What Is It?
Electrical cardioversion (CV) is a procedure where a patient with a rhythm abnormality undergoes sedation and receives an electrical shock to the chest meant to convert the heart back to normal rhythm. In certain individuals CV is accompanied by a transesophageal echocardiogram (TEE) for visual assessment of the heart prior to the procedure.
How is it done?
You will start by discussing the nature of the procedure with your cardiologist along with the risks and alternatives. On the day of the CV you'll come to the hospital where baseline blood testing will be done to verify that your electrolytes and blood counts are stable. You'll be prepped for conscious sedation and have electrical pads placed on your chest and back. As noted above, some patients will need to undergo TEE along with the CV, but both procedures will be done during the brief time you are sedated (please refer to the linked information on TEE). You will then be briefly sedated and your cardiologist will deliver a shock to your chest. With adequate sedation the procedure is painless.

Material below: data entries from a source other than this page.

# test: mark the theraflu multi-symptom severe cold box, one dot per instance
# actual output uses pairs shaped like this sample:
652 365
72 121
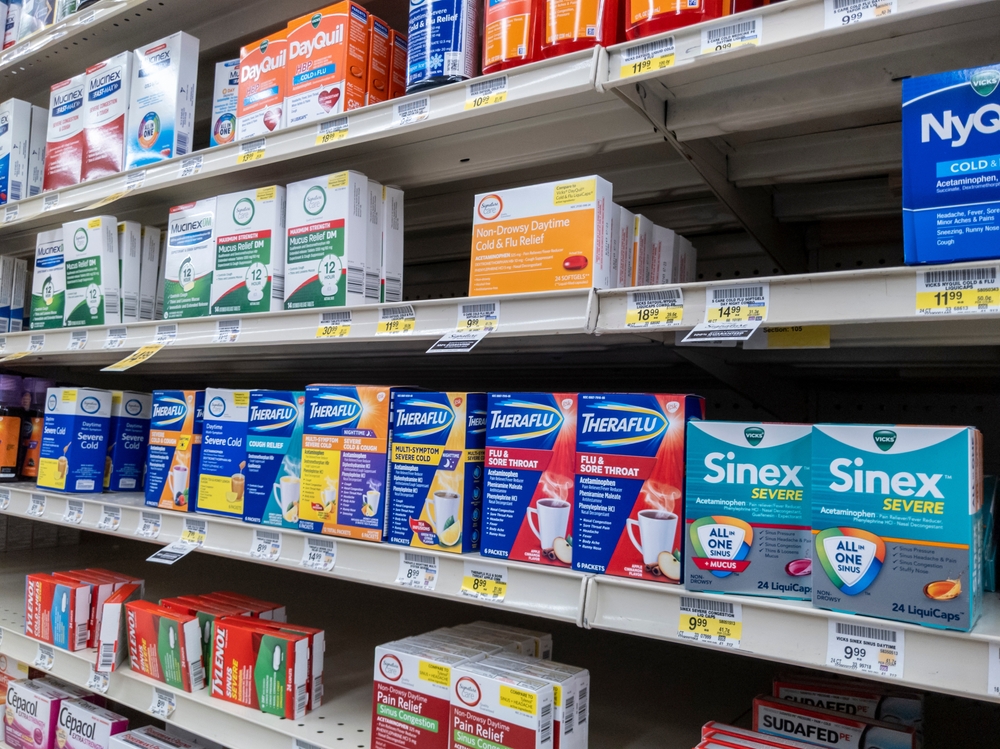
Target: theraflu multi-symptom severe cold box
895 515
951 173
629 507
436 444
528 484
749 527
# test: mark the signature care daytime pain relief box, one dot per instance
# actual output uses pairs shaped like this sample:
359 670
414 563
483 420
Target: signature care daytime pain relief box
749 522
896 522
628 514
75 439
544 237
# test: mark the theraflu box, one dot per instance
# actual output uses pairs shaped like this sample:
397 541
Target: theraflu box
75 439
748 517
629 512
174 449
344 448
274 458
896 524
528 484
436 447
951 173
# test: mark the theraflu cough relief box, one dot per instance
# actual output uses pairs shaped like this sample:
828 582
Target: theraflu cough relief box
748 517
896 524
75 439
436 448
175 449
528 485
951 173
629 512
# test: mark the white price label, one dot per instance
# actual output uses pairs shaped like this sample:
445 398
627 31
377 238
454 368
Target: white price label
319 554
866 649
419 571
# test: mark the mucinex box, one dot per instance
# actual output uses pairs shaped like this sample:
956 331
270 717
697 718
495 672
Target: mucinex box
748 516
90 251
222 481
629 513
435 482
174 449
127 437
951 174
249 274
528 484
895 516
75 439
555 235
190 260
327 227
161 100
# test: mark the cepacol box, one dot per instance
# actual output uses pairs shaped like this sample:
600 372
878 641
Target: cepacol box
528 486
260 667
630 483
828 728
165 645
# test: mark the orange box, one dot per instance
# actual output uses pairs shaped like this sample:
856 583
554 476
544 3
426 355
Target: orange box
544 237
327 63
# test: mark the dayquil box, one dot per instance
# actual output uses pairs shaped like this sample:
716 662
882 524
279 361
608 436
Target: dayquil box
344 456
327 241
57 611
190 260
544 237
75 439
92 283
895 517
175 431
64 142
127 437
161 103
528 484
221 481
748 516
436 448
327 62
165 645
260 107
249 273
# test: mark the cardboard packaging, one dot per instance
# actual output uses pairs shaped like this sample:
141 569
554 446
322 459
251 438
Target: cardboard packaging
175 431
75 440
912 494
436 449
555 235
161 103
528 484
747 510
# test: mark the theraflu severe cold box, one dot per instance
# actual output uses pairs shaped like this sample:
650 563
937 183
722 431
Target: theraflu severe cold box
436 443
629 513
951 170
528 485
896 523
747 509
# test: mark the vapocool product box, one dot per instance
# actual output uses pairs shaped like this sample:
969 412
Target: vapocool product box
249 274
436 449
557 235
748 516
175 431
528 485
951 174
628 519
896 522
327 241
75 439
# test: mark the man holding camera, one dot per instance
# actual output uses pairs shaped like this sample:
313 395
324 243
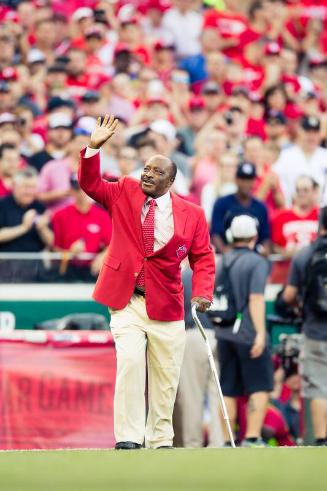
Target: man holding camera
244 358
307 287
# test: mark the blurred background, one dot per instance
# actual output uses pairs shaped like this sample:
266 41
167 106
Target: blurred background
212 85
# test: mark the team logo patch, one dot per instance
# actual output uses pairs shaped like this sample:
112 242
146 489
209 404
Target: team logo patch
181 251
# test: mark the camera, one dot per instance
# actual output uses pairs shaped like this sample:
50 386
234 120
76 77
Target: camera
289 352
228 117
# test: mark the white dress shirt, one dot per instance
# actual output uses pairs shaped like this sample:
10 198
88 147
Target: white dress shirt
163 215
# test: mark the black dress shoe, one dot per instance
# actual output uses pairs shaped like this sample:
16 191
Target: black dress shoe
127 446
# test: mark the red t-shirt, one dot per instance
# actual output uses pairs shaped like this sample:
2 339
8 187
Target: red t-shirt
291 230
93 227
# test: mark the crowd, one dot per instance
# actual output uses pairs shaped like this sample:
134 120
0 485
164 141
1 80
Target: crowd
235 93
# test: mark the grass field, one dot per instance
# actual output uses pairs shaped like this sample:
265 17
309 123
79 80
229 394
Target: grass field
208 469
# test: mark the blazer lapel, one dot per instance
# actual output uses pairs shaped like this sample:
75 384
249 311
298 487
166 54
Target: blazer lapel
180 215
138 201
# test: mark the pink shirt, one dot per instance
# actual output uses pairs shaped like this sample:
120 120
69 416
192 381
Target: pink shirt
55 176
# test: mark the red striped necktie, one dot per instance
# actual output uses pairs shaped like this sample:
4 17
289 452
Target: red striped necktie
148 239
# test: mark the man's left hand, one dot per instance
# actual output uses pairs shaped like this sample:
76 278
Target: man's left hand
203 304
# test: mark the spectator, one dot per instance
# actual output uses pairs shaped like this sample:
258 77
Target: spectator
59 134
184 24
30 142
23 222
212 96
239 203
9 165
244 358
163 133
276 129
90 104
54 183
197 115
306 157
223 185
89 231
267 187
197 65
206 163
128 160
297 227
315 338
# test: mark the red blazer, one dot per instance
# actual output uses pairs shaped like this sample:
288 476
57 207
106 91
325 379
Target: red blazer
125 257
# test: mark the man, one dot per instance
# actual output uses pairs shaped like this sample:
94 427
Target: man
306 157
296 227
245 362
140 281
89 231
23 224
9 164
59 134
314 368
276 129
196 116
241 202
267 187
23 227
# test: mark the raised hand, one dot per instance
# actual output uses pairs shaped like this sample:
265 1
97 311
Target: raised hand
103 131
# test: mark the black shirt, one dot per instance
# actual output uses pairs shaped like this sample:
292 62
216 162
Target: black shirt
11 215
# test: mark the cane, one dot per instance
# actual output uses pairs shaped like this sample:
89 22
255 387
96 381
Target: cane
215 374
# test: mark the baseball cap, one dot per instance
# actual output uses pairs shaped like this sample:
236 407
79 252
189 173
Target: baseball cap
157 100
310 123
272 49
9 73
246 170
210 88
240 90
161 5
82 13
90 96
4 86
121 48
276 116
35 56
59 120
7 118
55 102
164 128
196 103
243 227
85 124
160 45
94 31
74 184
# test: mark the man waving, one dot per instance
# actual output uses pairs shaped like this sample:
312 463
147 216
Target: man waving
140 282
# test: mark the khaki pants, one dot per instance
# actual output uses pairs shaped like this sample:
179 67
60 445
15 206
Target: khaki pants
152 347
197 382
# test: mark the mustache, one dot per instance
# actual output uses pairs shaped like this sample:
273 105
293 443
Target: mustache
146 179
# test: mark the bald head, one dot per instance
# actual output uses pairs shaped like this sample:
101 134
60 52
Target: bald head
158 175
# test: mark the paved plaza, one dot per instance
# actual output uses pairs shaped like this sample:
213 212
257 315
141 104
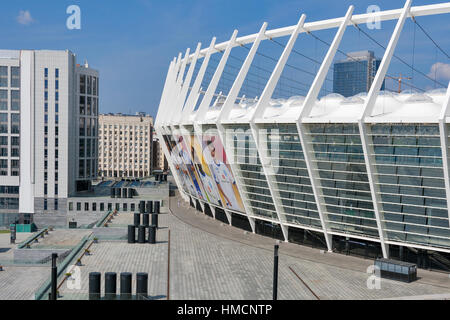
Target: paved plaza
213 261
206 266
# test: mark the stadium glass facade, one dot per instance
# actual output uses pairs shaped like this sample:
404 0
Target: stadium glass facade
369 171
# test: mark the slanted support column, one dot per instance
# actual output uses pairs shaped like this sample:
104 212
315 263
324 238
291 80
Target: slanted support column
230 157
262 104
228 214
209 94
252 224
179 88
195 91
185 87
305 140
367 111
234 91
443 129
269 172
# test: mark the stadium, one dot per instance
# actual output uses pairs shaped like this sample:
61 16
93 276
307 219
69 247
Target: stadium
256 138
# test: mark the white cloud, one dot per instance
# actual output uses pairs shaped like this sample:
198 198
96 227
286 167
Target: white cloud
25 17
440 71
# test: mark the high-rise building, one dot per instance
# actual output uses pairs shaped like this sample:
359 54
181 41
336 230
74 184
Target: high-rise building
159 161
355 74
369 175
125 145
48 132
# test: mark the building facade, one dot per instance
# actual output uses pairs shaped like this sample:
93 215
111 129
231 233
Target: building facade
45 101
355 74
125 145
159 161
369 170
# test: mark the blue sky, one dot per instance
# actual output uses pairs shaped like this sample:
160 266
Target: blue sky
132 42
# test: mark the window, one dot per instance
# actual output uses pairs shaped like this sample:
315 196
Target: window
3 76
3 99
15 100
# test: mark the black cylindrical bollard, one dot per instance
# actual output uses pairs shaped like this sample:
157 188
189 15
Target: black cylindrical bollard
141 234
110 285
94 285
141 206
141 285
149 206
131 234
125 285
146 219
152 234
137 219
54 294
155 220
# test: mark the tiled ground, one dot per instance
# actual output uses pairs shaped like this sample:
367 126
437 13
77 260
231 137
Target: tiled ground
205 266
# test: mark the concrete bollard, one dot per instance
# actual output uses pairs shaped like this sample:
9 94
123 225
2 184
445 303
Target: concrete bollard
152 234
146 219
131 234
125 285
94 285
137 219
141 285
141 234
155 220
110 285
149 206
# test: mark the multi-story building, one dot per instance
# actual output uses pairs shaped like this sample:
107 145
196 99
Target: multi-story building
46 100
125 145
159 161
367 175
355 74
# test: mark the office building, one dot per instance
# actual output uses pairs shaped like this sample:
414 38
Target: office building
355 74
370 171
48 132
125 145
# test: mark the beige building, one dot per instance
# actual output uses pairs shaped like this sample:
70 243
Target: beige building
125 143
159 159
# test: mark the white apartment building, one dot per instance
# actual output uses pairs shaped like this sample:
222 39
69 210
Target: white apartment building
125 145
48 132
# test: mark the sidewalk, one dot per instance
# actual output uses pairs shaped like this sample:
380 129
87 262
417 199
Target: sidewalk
201 221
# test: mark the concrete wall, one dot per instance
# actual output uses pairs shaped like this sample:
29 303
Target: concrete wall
110 232
36 255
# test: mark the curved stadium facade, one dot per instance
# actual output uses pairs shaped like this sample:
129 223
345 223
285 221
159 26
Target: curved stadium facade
371 169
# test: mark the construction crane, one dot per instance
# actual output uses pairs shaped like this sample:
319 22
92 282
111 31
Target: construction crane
399 80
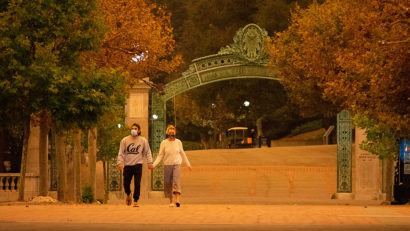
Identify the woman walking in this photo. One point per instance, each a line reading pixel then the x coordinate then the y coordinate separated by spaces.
pixel 172 152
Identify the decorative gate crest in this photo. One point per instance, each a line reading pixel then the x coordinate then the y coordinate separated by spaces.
pixel 249 45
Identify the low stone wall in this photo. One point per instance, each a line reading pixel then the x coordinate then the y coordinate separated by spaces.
pixel 9 186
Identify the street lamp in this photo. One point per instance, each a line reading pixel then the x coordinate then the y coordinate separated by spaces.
pixel 246 103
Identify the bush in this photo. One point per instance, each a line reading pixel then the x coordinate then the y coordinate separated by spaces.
pixel 307 127
pixel 87 195
pixel 192 145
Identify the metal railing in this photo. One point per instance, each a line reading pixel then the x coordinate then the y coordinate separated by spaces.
pixel 327 134
pixel 9 181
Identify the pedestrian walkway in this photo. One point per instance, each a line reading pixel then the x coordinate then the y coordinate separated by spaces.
pixel 219 216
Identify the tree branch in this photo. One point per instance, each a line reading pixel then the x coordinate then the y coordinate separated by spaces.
pixel 394 42
pixel 126 51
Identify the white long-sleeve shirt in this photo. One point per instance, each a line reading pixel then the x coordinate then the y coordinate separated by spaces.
pixel 172 152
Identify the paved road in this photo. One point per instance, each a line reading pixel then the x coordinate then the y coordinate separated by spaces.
pixel 204 217
pixel 142 227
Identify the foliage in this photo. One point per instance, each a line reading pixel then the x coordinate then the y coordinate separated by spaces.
pixel 307 127
pixel 348 55
pixel 87 195
pixel 139 42
pixel 381 139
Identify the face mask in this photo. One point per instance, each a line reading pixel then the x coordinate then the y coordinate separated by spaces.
pixel 134 132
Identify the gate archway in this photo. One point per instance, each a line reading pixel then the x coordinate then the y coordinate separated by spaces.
pixel 245 58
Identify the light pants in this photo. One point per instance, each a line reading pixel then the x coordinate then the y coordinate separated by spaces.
pixel 172 180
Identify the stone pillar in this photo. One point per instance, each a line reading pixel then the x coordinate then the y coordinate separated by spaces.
pixel 368 174
pixel 31 188
pixel 344 156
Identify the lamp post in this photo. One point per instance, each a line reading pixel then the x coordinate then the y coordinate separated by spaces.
pixel 246 104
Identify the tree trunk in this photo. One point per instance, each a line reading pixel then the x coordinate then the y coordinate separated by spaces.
pixel 77 165
pixel 259 127
pixel 24 160
pixel 2 151
pixel 92 158
pixel 61 165
pixel 389 171
pixel 43 155
pixel 105 170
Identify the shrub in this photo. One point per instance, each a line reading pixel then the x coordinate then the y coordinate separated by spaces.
pixel 87 195
pixel 192 145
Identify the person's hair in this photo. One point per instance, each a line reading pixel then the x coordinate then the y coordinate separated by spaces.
pixel 138 126
pixel 170 127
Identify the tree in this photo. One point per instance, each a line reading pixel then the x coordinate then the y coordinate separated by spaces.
pixel 111 130
pixel 354 55
pixel 40 68
pixel 139 41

This very quick series of events takes no more than a few minutes. Your doctor will know immediately if the CV has been successful and will arrange for an electrocardiogram to confirm the presence of a normal rhythm. If the CV is not successful with one shock your doctor may deliver one or more successive shocks in short order.
What are the indications for the procedure?
Elective CV is most commonly recommended for the atrial rhythm abnormalities atrial fibrillation (AF) and atrial flutter. If you suffer from persistence of either rhythm and have associated symptoms (such as shortness of breath, lightheadedness, fatigue, palpitations, or exertional intolerance) you may benefit from CV as a means of returning your heart to normal rhythm. We sometimes recommend CV as an isolated therapy or in conjunction with the use of medications meant to stabilize cardiac rhythm.
How do you prepare for the procedure?
Your doctor will give you detailed instructions, but in general all you need to do is arrive at the hospital fasting for at least 12 hours. You will likely be instructed to take all your usual medications on the morning of the CV. Male patients should expect to have their chest and/or back shaved as part of the preparation (in order to improve electrical contact between the pads and the skin).
What are the risks of the procedure?
Despite the seemingly dramatic outward appearance of CV it is actually one of the least risky procedures that cardiologists perform. The greatest risk you'll face has to do with the conscious sedation, but risk is no different from that seen with typical sedation for other procedures. The shock itself can theoretically trigger a more dangerous rhythm abnormality but this is exceedingly uncommon and easily treated. Because stroke can rarely accompany conversion of AF to normal rhythm you'll either need to be on the blood thinner warfarin (Coumadin) or undergo TEE to exclude the presence of clot in the left atrium of the heart. The most common adverse outcome of CV is that it simply doesn't work. Your doctor should be able to give you some idea prior to the procedure what chance of success you might have and what options exist if your heart continues in AF despite CV.